The enemy was still far away, after all, and there was no need to tire themselves out while waiting for the enemy to arrive.

It took another hour or so before the warlord – easy to notice since he was pompously riding on a horse while his army walked on foot – and his army arrived and formed their lines across from the mercenaries. The warlord rode a little further forward before he turned towards his men and started shouting all sorts of encouragement while painting the mercenaries as weaklings and savages and whatever else.

Reinhardt didn’t bother to let him finish his oh-so-bombastic speech, though.

“Sal, all yours,” he said simply.

The unsuspecting warlord had brought his army roughly five hundred paces away from where the mercenaries were, around a quarter of a kilometer. He probably felt safe at that distance, as most archers would be hard-pressed to hit a barn at that distance.

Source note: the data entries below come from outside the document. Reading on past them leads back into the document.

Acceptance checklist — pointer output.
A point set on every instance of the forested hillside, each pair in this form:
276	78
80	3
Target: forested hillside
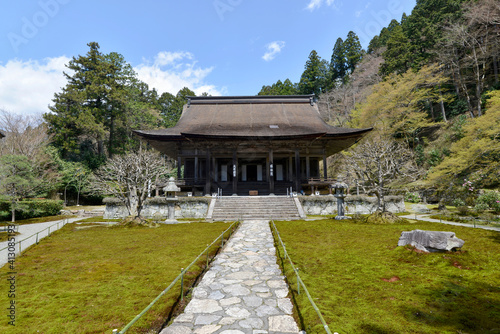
428	82
428	85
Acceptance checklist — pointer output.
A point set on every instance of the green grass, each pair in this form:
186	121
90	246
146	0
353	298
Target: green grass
4	236
98	219
345	265
97	279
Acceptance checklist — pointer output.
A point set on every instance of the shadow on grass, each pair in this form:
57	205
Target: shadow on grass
459	305
495	237
376	329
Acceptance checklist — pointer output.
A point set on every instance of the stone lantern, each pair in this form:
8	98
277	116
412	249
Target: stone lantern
170	191
340	193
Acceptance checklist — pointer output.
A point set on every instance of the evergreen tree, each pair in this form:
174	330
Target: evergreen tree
353	51
397	56
280	88
91	116
338	62
172	105
424	27
314	77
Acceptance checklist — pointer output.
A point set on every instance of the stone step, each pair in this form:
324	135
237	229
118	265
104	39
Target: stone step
261	207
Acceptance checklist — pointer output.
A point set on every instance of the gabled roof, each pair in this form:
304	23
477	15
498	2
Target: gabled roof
251	117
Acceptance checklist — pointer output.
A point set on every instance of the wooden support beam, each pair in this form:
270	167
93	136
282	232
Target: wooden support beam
297	170
271	171
235	173
208	182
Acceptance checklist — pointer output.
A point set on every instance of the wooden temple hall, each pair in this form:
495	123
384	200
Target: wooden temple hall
251	144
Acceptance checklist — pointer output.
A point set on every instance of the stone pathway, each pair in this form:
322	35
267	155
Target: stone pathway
242	292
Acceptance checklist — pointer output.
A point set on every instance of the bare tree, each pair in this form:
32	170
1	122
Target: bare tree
377	164
127	178
24	134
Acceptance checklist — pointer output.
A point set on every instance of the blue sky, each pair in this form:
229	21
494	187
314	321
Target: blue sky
223	47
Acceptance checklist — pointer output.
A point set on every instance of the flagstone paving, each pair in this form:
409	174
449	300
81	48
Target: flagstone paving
242	292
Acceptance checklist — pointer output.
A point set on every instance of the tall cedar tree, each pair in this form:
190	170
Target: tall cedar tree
338	63
97	108
314	77
353	51
280	88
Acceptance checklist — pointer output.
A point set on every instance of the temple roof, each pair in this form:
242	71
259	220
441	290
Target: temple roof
251	117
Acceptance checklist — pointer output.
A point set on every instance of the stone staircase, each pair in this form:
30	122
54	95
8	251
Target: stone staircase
255	207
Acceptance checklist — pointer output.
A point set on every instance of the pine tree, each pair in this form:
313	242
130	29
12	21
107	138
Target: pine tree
338	63
314	77
353	51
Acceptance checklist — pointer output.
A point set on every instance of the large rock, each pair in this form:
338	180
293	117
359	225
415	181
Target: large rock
431	241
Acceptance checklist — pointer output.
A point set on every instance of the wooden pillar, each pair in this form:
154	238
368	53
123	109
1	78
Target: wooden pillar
208	181
215	170
325	167
235	173
308	167
271	172
297	170
179	167
196	166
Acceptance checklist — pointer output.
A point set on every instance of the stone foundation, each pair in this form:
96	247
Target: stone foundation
327	205
185	207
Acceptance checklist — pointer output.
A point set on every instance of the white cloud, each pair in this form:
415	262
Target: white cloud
172	71
273	49
27	87
314	4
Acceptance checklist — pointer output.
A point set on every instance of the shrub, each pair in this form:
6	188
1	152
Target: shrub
463	210
481	207
32	208
491	199
412	197
457	202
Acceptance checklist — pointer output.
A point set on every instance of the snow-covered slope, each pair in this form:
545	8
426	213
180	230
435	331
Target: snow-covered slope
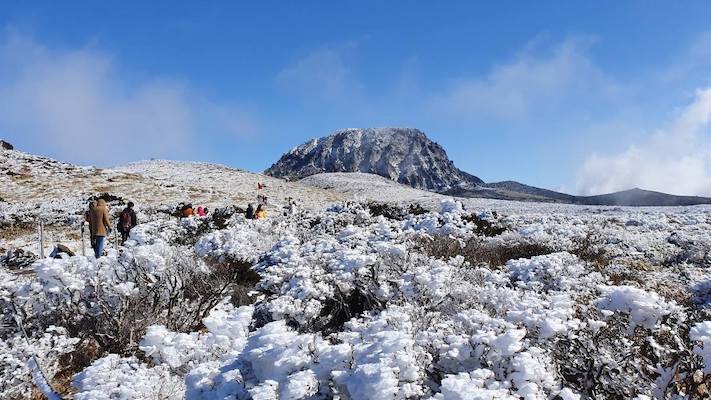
404	155
460	299
35	188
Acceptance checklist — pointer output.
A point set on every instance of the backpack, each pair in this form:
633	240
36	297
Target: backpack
126	220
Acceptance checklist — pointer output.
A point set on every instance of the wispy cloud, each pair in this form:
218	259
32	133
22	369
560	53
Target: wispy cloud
78	105
323	74
675	160
538	79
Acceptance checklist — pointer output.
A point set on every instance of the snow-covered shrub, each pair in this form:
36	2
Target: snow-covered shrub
113	377
18	368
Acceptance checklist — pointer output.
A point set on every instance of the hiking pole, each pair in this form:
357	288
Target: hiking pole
81	230
41	232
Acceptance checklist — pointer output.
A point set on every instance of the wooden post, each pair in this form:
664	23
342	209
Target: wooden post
41	239
81	230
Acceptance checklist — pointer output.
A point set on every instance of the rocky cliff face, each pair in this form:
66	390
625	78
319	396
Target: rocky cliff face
404	155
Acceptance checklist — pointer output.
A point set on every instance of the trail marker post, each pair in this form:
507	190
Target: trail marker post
41	234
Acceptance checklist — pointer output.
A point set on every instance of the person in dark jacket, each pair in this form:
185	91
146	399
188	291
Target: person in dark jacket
100	226
127	220
250	211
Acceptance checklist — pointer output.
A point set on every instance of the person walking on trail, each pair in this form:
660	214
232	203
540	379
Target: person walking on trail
127	220
87	219
187	211
260	213
250	211
100	226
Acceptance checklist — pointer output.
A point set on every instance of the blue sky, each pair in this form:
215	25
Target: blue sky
584	97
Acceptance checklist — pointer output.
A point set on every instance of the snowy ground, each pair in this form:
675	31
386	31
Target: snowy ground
464	299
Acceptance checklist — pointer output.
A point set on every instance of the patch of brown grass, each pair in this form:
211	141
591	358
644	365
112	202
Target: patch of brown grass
478	252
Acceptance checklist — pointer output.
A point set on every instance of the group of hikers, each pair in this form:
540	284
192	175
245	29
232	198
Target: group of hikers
100	224
253	213
187	210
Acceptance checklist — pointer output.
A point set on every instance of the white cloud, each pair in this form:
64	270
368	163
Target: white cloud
322	73
77	104
675	160
529	84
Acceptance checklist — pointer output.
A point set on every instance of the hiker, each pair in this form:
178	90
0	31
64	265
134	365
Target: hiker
250	211
127	220
87	219
260	213
59	249
99	226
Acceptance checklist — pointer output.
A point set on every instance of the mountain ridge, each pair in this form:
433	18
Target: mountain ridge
408	156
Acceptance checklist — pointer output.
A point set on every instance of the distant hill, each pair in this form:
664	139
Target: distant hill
640	197
408	156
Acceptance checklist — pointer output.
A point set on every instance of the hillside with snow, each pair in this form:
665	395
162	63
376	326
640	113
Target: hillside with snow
362	288
409	157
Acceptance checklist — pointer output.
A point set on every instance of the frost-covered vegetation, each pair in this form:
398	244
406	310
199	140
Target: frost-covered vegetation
372	301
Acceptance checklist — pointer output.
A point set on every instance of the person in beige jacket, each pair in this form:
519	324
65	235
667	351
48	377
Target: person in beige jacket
99	226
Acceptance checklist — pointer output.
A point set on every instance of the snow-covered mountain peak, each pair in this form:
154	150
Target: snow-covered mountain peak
405	155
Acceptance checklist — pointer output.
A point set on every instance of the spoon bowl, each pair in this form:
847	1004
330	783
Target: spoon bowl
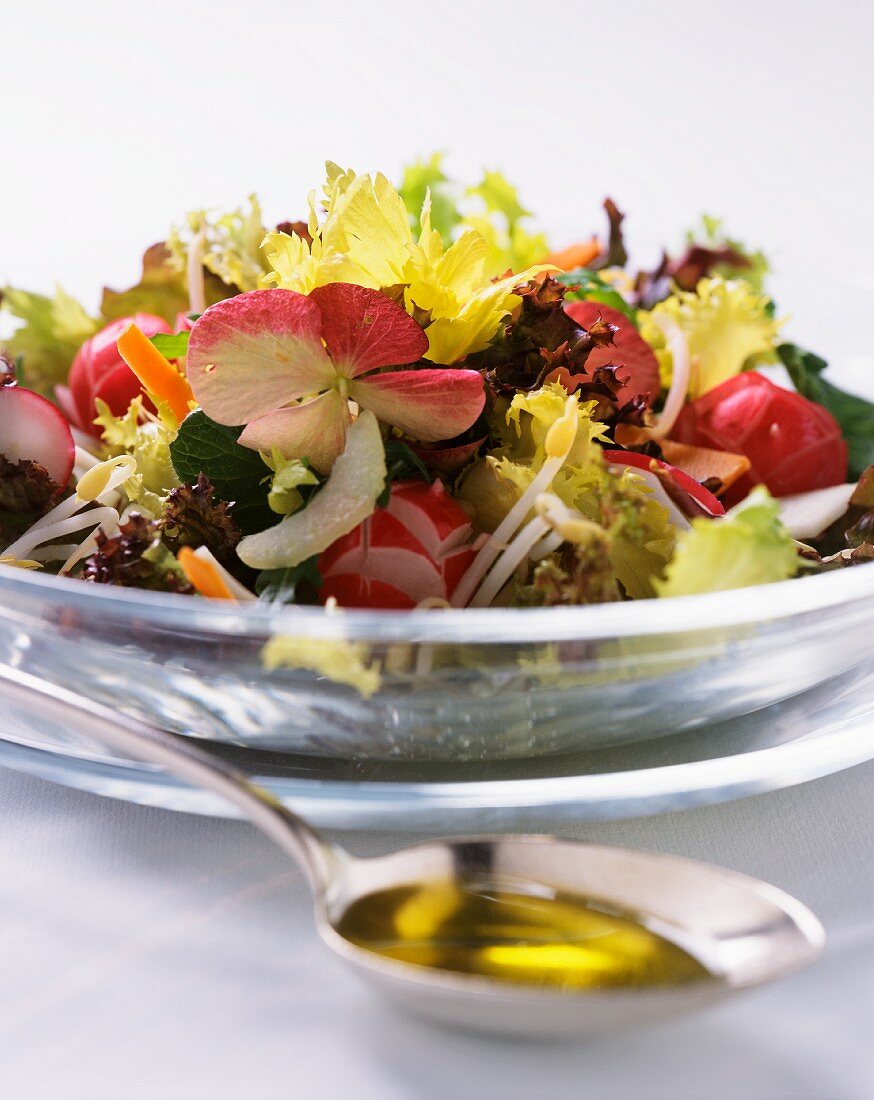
744	932
650	935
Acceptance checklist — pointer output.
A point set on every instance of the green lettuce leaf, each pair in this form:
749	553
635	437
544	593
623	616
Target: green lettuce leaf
53	331
162	289
748	546
589	286
236	473
854	415
418	179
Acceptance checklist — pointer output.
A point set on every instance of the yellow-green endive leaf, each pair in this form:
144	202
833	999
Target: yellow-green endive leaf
748	546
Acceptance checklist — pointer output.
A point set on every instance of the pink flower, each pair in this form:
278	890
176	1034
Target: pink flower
287	365
417	548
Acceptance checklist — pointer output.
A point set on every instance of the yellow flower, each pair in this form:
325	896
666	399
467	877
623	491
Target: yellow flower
366	239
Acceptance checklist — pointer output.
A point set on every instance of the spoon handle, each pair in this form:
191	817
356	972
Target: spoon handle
311	851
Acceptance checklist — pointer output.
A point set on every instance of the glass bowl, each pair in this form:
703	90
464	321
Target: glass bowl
468	684
456	685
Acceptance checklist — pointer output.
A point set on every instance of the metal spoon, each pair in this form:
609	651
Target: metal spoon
743	931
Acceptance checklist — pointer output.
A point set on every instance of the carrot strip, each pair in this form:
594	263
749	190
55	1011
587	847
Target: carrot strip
202	575
158	376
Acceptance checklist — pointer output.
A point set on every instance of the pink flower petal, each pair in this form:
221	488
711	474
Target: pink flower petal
254	353
365	329
314	430
429	405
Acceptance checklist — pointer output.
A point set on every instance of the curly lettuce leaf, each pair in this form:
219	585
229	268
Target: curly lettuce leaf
147	439
26	492
640	534
728	326
345	662
135	558
745	547
46	343
230	243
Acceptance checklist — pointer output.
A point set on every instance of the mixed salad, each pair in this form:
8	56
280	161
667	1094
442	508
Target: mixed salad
411	399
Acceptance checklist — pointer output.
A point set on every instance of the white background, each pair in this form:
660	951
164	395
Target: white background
144	954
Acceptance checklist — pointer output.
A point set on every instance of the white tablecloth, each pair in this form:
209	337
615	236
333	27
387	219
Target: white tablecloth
147	954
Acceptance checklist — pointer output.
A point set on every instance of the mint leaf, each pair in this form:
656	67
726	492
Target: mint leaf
590	287
402	463
172	344
281	585
236	473
854	415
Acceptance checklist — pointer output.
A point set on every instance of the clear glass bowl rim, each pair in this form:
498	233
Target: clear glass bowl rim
646	617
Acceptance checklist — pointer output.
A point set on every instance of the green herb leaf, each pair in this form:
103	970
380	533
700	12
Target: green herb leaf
172	344
402	463
854	415
46	343
590	287
236	473
281	585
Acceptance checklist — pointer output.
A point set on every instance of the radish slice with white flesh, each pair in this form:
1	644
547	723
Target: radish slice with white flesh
32	429
346	499
806	515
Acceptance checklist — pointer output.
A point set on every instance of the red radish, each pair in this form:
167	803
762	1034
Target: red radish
33	429
793	444
415	549
629	349
643	462
99	371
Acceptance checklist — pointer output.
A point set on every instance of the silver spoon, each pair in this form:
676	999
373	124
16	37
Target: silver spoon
741	931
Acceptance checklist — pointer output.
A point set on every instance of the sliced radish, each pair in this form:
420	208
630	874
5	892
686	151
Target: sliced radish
431	516
33	429
643	463
415	549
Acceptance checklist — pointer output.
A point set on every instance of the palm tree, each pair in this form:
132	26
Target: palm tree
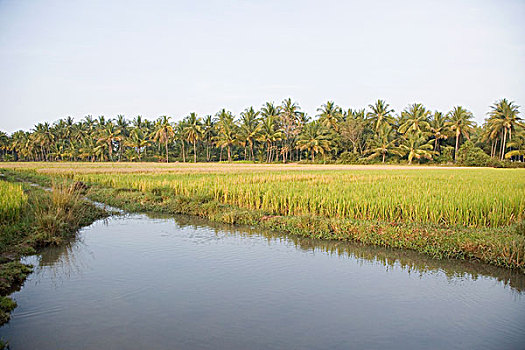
518	145
383	143
250	128
108	135
163	133
380	114
122	125
290	124
138	140
437	128
460	123
415	119
208	128
330	115
193	132
504	117
314	139
4	144
415	146
227	132
270	133
43	137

Unfortunately for him, Salicia was present and most definitely had no issue with that distance.

Salicia just wordlessly nodded, nocked an arrow to her bow, took aim and drew it to its full extension at the same time, then loosed. The arrow flew over the distance in mere moments – it was close enough that she did not need to resort to her magic – and struck the warlord right in the throat. He toppled off his horse before the baffled faces of his army.

“Tch. Was aiming for between the eyes. He moved,” complained Salicia when she saw her handiwork.

Reinhardt just snorted in amusement before he gestured for Astrid to lead her platoon to clean up the enemy troops that were just starting to panic over their warlord’s sudden end. Astrid led her hundred-plus men forward in a solid formation, and Alvaro led his Warforged as they followed Astrid’s platoon from a short distance away.

The enemy force outnumbered them, but had poor organization and even worse equipment. By Reinhardt’s estimate Astrid should manage to scatter them with just her troops. Her orders were to avoid killing too many if she could help it. A lot of the warlord’s troops were likely just peasants who were caught up in his shenanigans, though there were likely some loyal ones in the bunch.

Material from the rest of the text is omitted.